Given all of these efforts, it is clear that LLM producers understand that the awesome power of their products also makes it harder to ensure that they are safe, secure, and predictable. They’re deploying numerous techniques, attempting to maintain that power and flexibility while producing reasonable, consistent, safe, and useful outputs. Over time, these efforts have improved results considerably. But it’s unclear whether LLMs can ever be fully contained or made completely reliable. 

As my guitar tab frustration demonstrated, when the underlying LLM is simply wrong about something, none of these protective layers provide any relief—they can only work around problems they can detect, not problems that look perfectly reasonable but are simply wrong.

Implications

LLMs are being used in a rapidly increasing number of scenarios, so understanding how they actually work is becoming essential.

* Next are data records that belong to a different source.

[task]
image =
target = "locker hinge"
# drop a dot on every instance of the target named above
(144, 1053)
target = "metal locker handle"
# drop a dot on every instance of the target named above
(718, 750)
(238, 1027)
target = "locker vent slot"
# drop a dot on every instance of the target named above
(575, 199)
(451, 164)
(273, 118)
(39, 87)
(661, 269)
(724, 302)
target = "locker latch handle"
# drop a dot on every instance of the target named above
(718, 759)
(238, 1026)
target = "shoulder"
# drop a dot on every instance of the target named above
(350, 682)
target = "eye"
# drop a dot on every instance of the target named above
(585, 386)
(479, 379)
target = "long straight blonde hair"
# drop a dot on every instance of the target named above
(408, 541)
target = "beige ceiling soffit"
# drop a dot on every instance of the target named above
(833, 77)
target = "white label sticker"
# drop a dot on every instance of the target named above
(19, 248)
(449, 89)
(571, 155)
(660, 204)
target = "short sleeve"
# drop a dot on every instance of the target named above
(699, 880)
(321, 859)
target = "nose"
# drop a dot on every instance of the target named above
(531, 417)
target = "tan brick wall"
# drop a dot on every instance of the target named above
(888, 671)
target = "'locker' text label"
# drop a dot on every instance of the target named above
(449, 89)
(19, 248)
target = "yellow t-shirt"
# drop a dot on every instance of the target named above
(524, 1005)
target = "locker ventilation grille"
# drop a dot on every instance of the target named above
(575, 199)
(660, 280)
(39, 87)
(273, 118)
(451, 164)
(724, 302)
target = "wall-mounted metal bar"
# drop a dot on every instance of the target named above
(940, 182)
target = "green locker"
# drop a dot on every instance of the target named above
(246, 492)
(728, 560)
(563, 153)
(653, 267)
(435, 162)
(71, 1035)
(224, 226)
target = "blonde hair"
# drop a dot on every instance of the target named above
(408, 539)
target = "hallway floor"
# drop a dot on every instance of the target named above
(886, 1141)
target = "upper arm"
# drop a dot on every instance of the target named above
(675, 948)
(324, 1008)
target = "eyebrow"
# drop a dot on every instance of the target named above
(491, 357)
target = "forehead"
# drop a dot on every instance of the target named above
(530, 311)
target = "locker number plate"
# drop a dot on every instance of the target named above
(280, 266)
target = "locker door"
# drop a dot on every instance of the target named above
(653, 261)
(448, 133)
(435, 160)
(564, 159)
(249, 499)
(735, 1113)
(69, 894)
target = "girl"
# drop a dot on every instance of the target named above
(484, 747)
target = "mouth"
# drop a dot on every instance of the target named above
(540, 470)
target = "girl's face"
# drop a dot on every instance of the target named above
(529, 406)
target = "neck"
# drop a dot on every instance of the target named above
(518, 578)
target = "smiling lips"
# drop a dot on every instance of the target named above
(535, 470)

Many people and companies are misusing them by treating them as friendly, perfectly predictable and infallible sources of truth, simply because they don’t understand their limitations or how they really behave.

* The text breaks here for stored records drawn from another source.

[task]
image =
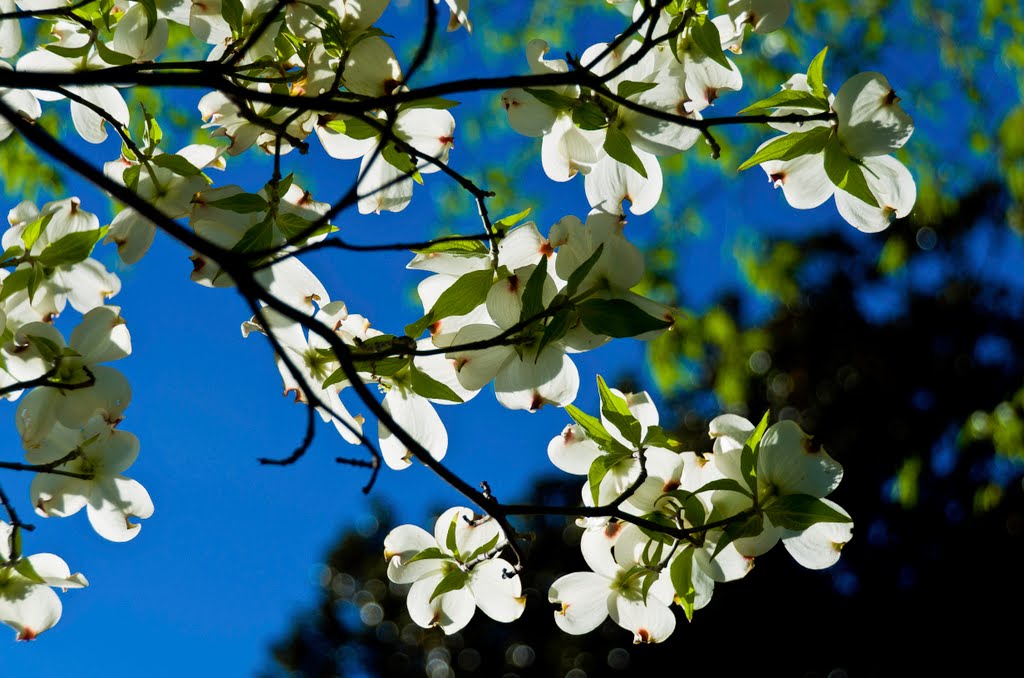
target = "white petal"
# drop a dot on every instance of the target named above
(499, 597)
(572, 452)
(610, 182)
(819, 546)
(88, 123)
(528, 382)
(452, 610)
(113, 503)
(870, 120)
(101, 336)
(650, 624)
(526, 115)
(892, 185)
(794, 464)
(403, 543)
(414, 414)
(803, 179)
(585, 600)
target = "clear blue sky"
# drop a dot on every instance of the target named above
(231, 552)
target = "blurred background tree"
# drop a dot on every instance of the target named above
(899, 352)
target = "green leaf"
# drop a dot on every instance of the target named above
(580, 274)
(617, 413)
(111, 56)
(815, 74)
(460, 248)
(450, 539)
(628, 88)
(385, 367)
(70, 52)
(723, 484)
(243, 203)
(32, 231)
(598, 469)
(359, 129)
(454, 581)
(465, 294)
(662, 519)
(483, 549)
(49, 350)
(431, 553)
(617, 318)
(435, 102)
(617, 145)
(257, 239)
(25, 568)
(705, 35)
(792, 145)
(12, 252)
(232, 12)
(589, 116)
(17, 281)
(749, 526)
(556, 328)
(657, 437)
(799, 512)
(788, 98)
(749, 457)
(336, 377)
(70, 249)
(847, 173)
(130, 176)
(400, 161)
(532, 296)
(150, 7)
(681, 571)
(425, 385)
(551, 98)
(512, 219)
(176, 164)
(592, 425)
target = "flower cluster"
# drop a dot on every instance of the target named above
(69, 418)
(665, 526)
(508, 306)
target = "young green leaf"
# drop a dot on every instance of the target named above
(617, 413)
(589, 116)
(681, 571)
(532, 296)
(787, 98)
(580, 274)
(628, 88)
(799, 512)
(468, 248)
(454, 581)
(175, 163)
(815, 75)
(847, 174)
(551, 98)
(705, 35)
(243, 203)
(513, 219)
(617, 318)
(617, 145)
(425, 385)
(791, 145)
(71, 249)
(431, 553)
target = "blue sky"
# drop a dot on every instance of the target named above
(231, 552)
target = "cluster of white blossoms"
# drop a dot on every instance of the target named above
(667, 524)
(509, 307)
(69, 418)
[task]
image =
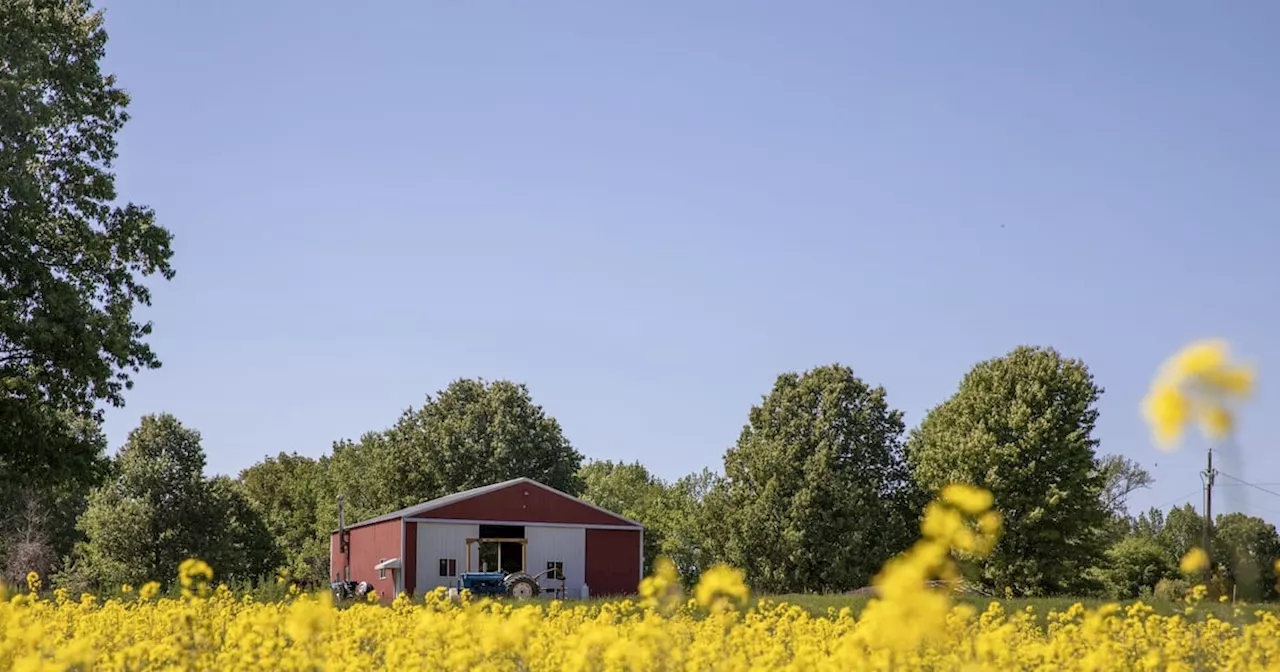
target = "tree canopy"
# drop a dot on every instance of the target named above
(816, 490)
(159, 510)
(1022, 425)
(72, 260)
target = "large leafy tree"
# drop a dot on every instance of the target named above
(240, 545)
(286, 493)
(474, 433)
(631, 490)
(816, 492)
(72, 259)
(37, 516)
(1120, 479)
(1134, 565)
(1022, 425)
(159, 510)
(1247, 548)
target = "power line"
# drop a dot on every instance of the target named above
(1256, 487)
(1180, 498)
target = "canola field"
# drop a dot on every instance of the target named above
(716, 627)
(908, 626)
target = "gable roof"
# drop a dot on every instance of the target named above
(440, 502)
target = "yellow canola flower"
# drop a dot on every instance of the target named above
(1194, 561)
(1197, 384)
(721, 586)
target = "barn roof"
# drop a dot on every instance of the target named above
(440, 502)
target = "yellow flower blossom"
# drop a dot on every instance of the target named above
(720, 588)
(1197, 384)
(1194, 561)
(149, 590)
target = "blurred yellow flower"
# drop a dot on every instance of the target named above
(1197, 384)
(149, 590)
(1194, 561)
(721, 586)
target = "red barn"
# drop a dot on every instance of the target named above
(525, 526)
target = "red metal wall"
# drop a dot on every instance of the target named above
(525, 503)
(369, 545)
(612, 562)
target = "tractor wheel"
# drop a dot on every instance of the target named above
(522, 588)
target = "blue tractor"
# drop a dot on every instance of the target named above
(517, 585)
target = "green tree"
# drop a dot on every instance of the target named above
(240, 545)
(1180, 530)
(286, 492)
(1120, 479)
(630, 490)
(816, 492)
(159, 510)
(474, 433)
(1134, 566)
(37, 517)
(72, 260)
(1022, 426)
(693, 516)
(1247, 548)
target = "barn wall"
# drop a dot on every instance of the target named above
(370, 544)
(525, 503)
(437, 540)
(612, 562)
(410, 560)
(558, 544)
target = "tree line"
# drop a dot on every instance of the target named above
(823, 484)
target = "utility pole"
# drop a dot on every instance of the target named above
(1208, 474)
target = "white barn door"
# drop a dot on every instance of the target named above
(566, 545)
(442, 553)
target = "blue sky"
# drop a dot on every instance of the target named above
(648, 210)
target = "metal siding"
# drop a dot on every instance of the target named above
(563, 544)
(612, 561)
(370, 545)
(525, 503)
(438, 540)
(410, 560)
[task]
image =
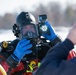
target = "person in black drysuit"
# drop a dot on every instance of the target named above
(55, 62)
(21, 56)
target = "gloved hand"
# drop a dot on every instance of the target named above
(22, 49)
(52, 35)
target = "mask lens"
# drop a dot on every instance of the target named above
(29, 31)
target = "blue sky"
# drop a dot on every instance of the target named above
(17, 5)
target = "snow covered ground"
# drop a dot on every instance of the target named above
(7, 35)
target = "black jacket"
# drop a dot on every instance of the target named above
(56, 63)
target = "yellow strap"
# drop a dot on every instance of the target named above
(2, 70)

It’s interesting to understand these systems, but also critical. Companies are rushing to implement LLM-based systems for customer service, content generation, or even automated decision-making without accounting for the fundamental unpredictability. These projects risk expensive failures not because the technology lacks power, but because it lacks the reliability these applications require.

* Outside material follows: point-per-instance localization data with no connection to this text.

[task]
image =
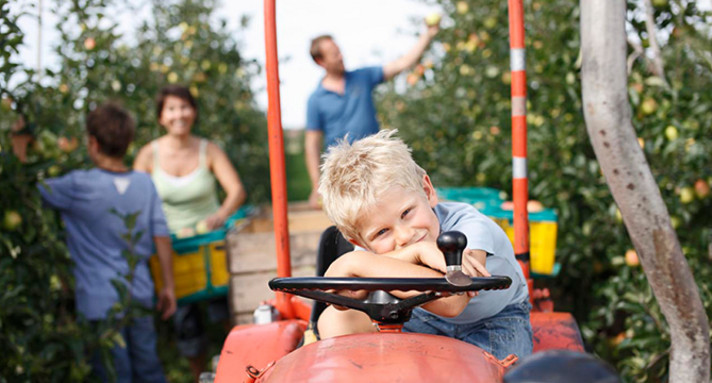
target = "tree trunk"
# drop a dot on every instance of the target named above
(608, 121)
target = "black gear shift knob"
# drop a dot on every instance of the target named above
(452, 244)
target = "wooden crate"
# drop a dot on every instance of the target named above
(252, 260)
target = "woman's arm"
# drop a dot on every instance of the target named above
(144, 159)
(227, 176)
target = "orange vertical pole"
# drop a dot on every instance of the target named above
(278, 174)
(519, 133)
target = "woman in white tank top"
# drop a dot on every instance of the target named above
(184, 167)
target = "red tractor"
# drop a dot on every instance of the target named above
(281, 349)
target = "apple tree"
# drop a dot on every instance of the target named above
(454, 110)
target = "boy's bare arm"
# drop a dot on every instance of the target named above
(369, 265)
(167, 296)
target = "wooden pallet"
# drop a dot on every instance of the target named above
(252, 260)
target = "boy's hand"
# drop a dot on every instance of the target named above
(473, 263)
(166, 302)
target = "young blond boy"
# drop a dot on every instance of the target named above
(386, 205)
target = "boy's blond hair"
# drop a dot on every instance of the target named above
(354, 175)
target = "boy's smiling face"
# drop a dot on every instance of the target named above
(399, 218)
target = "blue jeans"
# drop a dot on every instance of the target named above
(508, 332)
(138, 361)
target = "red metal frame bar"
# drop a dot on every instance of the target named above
(520, 187)
(278, 176)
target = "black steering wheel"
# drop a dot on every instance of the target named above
(383, 307)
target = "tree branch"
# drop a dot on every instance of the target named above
(608, 121)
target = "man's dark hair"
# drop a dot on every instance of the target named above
(112, 127)
(176, 91)
(314, 49)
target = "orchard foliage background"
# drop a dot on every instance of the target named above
(455, 113)
(181, 42)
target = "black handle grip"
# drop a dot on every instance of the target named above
(452, 244)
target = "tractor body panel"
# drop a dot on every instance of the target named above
(256, 345)
(555, 331)
(386, 357)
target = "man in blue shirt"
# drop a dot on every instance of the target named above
(342, 103)
(92, 203)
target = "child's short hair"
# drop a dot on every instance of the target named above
(176, 91)
(113, 128)
(354, 175)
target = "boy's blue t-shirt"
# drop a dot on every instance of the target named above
(484, 234)
(352, 113)
(85, 199)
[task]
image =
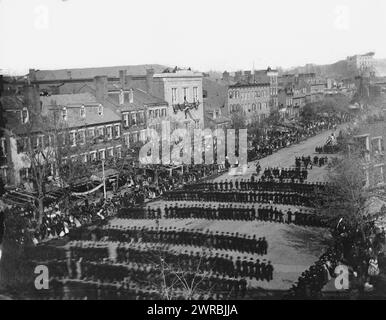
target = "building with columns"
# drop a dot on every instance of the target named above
(182, 90)
(250, 99)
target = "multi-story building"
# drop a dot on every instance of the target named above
(215, 103)
(251, 99)
(265, 76)
(85, 124)
(182, 90)
(269, 76)
(361, 63)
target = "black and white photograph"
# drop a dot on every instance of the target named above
(199, 150)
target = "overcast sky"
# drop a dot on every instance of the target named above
(202, 34)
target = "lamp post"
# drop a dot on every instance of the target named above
(104, 178)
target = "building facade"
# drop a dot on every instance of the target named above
(251, 99)
(182, 90)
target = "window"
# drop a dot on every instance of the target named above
(101, 131)
(73, 138)
(91, 132)
(40, 141)
(25, 174)
(82, 136)
(82, 112)
(121, 97)
(102, 154)
(134, 118)
(24, 115)
(117, 131)
(142, 135)
(195, 94)
(126, 119)
(61, 139)
(109, 132)
(174, 95)
(127, 139)
(64, 114)
(93, 155)
(141, 116)
(100, 110)
(21, 144)
(134, 137)
(118, 151)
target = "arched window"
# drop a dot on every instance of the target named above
(82, 112)
(24, 115)
(100, 110)
(64, 114)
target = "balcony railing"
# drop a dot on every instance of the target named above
(186, 106)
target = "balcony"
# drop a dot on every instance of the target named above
(186, 106)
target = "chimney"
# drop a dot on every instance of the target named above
(225, 76)
(32, 98)
(122, 78)
(128, 81)
(248, 76)
(238, 76)
(149, 80)
(31, 75)
(101, 88)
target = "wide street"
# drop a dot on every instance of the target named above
(292, 248)
(285, 158)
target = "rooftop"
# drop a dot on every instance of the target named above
(85, 73)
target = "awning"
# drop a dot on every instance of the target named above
(108, 174)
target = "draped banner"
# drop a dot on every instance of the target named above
(87, 192)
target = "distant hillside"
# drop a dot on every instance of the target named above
(380, 66)
(337, 70)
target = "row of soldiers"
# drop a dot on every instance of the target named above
(200, 262)
(285, 198)
(231, 212)
(328, 148)
(264, 185)
(283, 173)
(307, 161)
(197, 238)
(95, 282)
(244, 213)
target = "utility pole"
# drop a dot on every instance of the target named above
(104, 178)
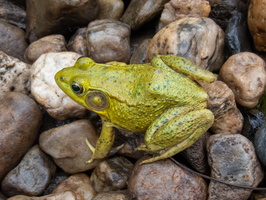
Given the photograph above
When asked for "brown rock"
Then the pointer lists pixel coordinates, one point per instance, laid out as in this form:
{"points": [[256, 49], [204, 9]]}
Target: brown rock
{"points": [[245, 74], [256, 23], [114, 46], [165, 180], [20, 119], [12, 40], [58, 16], [199, 40], [66, 144], [15, 75], [177, 9], [79, 184], [51, 43]]}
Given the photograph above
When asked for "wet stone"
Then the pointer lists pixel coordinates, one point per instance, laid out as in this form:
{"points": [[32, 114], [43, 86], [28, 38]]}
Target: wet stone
{"points": [[31, 176]]}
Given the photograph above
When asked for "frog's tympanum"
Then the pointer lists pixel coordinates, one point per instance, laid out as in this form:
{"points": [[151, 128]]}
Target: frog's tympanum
{"points": [[160, 98]]}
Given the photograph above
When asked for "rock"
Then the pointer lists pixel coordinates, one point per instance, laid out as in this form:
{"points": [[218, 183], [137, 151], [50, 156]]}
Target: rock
{"points": [[256, 24], [66, 145], [78, 42], [45, 90], [15, 75], [140, 12], [259, 143], [31, 176], [12, 40], [165, 180], [237, 37], [177, 9], [245, 74], [12, 14], [51, 43], [62, 196], [20, 119], [58, 17], [111, 174], [79, 184], [232, 159], [119, 195], [199, 40], [110, 9], [114, 46]]}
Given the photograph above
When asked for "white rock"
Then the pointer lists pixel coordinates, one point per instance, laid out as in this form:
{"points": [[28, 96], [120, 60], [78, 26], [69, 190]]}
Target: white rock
{"points": [[45, 89]]}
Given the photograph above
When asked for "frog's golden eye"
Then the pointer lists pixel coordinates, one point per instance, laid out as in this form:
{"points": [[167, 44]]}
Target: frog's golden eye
{"points": [[77, 87], [97, 100]]}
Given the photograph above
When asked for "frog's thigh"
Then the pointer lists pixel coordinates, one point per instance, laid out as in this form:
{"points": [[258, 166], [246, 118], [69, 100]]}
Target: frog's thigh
{"points": [[177, 128]]}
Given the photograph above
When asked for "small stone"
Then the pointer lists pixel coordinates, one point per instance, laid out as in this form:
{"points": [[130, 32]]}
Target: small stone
{"points": [[12, 40], [111, 174], [46, 91], [245, 74], [139, 13], [31, 176], [165, 180], [51, 43], [232, 159], [110, 9], [199, 40], [66, 145], [79, 184], [114, 46], [20, 119], [14, 76]]}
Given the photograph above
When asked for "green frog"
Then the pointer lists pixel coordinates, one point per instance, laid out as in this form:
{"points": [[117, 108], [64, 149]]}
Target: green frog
{"points": [[162, 98]]}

The key point of this entire article is this: The same probabilistic mechanism that gives LLMs their amazing power and versatility also ensures that they cannot be completely predictable, trustworthy, safe, and secure. It is dangerous to treat them as such.

The LLM success stories share a common pattern – they work WITH the nature of LLMs rather than against it. GitHub Copilot succeeds because developers naturally review code suggestions the same way they’d review any colleague’s work. Grammarly works because they emphasize collaboration. The failures occur when people assume LLMs are reliable, helpful, autonomous decision-makers rather than sophisticated pattern-matching tools that require human judgment.

I use multiple LLMs every day for a range of tasks. But I always treat them like a brilliant assistant who can sometimes rapidly produce impressive work but requires constant, careful supervision. Because I understand how they actually work.

Quick update: Don’t take it from me—consider OpenAI’s own recent research. In “Why Language Models Hallucinate” (September 2025), they confirm that hallucinations aren’t bugs to be fixed, but inevitable consequences of how LLMs are trained and evaluated.